I can now see that fears can appear when our needs aren’t met but I’m not convinced that it is truly possible to work out what our real needs are when in a ‘fear state’ – too easy to get them wrong!

So if it took me such a long time what about everyone else – does everyone else know?. Because for a relationship to buzz and be passionate I agree with Stephen you each have to meet the other’s needs all the time (or as near to it as you can get!).  And if your partner is not voicing their needs or – doesn’t truly know what they are – then you can both bash on day by day thinking you’re doing everything right for your relationship when actually you’re not because neither of you has clearly stated what you each need from the other.  And actually meeting each other’s needs is fun!!

So why the title of this post?

Well one Christmas many years ago my mother announced that amongst other things, she needed a new umbrella.  My younger brother said he would get her one.  Confident on the ability of her stylish daughter-in-law to choose something lovely and not wishing to be over prescriptive on what umbrella she’d like she said no more.

My mother’s favourite colour was red.  My mother NEVER wore anything black – ever – Brown Yes, Black No! (it really didn’t suit her – at all and she hated it – we all knew that!)

My mother’s old, broken umbrella was a telescopic one – easy to carry in a bag or her favourite shopping basket.
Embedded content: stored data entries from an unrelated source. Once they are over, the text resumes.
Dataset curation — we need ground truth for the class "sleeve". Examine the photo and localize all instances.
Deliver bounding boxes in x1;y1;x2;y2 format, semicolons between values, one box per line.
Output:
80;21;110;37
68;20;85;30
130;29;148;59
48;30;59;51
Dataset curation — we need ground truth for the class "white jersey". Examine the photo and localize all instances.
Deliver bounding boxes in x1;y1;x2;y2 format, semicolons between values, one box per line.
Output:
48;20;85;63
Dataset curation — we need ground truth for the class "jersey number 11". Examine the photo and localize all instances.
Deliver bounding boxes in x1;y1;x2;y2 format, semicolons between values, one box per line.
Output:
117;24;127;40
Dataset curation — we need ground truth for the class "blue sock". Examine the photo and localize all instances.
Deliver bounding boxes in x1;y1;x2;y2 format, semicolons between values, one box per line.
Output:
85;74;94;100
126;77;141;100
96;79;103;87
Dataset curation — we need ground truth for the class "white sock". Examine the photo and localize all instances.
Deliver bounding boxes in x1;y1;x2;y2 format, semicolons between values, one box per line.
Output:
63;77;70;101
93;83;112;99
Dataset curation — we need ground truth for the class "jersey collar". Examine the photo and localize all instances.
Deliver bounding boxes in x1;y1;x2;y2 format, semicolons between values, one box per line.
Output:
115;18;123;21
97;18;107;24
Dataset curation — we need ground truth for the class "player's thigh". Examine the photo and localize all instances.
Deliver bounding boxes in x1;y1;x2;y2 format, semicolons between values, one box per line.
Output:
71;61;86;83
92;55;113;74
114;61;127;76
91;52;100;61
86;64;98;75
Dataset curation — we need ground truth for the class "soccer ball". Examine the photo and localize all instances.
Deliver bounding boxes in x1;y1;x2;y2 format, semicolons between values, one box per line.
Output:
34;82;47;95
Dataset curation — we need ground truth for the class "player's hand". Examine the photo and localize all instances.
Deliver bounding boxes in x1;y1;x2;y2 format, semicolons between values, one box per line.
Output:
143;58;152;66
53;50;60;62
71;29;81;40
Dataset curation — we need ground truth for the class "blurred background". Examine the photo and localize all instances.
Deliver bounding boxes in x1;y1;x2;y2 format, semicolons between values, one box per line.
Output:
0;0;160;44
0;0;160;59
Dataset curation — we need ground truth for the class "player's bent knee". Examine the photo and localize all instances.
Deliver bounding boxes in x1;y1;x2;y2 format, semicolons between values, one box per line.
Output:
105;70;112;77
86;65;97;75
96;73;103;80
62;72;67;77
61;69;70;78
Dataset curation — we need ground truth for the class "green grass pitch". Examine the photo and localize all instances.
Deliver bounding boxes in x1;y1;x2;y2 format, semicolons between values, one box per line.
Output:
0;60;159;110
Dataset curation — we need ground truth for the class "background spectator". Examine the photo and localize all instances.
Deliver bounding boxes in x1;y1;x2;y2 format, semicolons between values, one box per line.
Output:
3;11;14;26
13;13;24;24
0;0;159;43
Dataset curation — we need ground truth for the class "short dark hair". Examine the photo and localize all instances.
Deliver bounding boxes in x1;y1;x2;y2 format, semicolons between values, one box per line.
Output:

On Christmas morning my mother was given a very ordinary, long handled, BLACK umbrella! (a colour that said daughter-in-law loved!!)

She said nothing at the time but later told me how hurt she felt at what she saw as the lack of effort and thought that had gone into choosing the present.

Actually she saw the funny side of it in the end and it became a joke between a few select friends and members of the family every time one of us was given an unwanted  Christmas present – with questions like “How many black umbrellas did you get this year?”

So I now realise that I was probably getting too many “black umbrellas” on a day by day basis, and not enough “red ones” to be truly happy all the time,  in my marriage.  And I didn’t tell him as I didn’t know I had to.  As for Alex?   I don’t think he knew what colour he wanted – he certainly never told me.

I wish we’d discussed “umbrellas” before it was too late!  I wonder if my older brother and his wife have ever done so?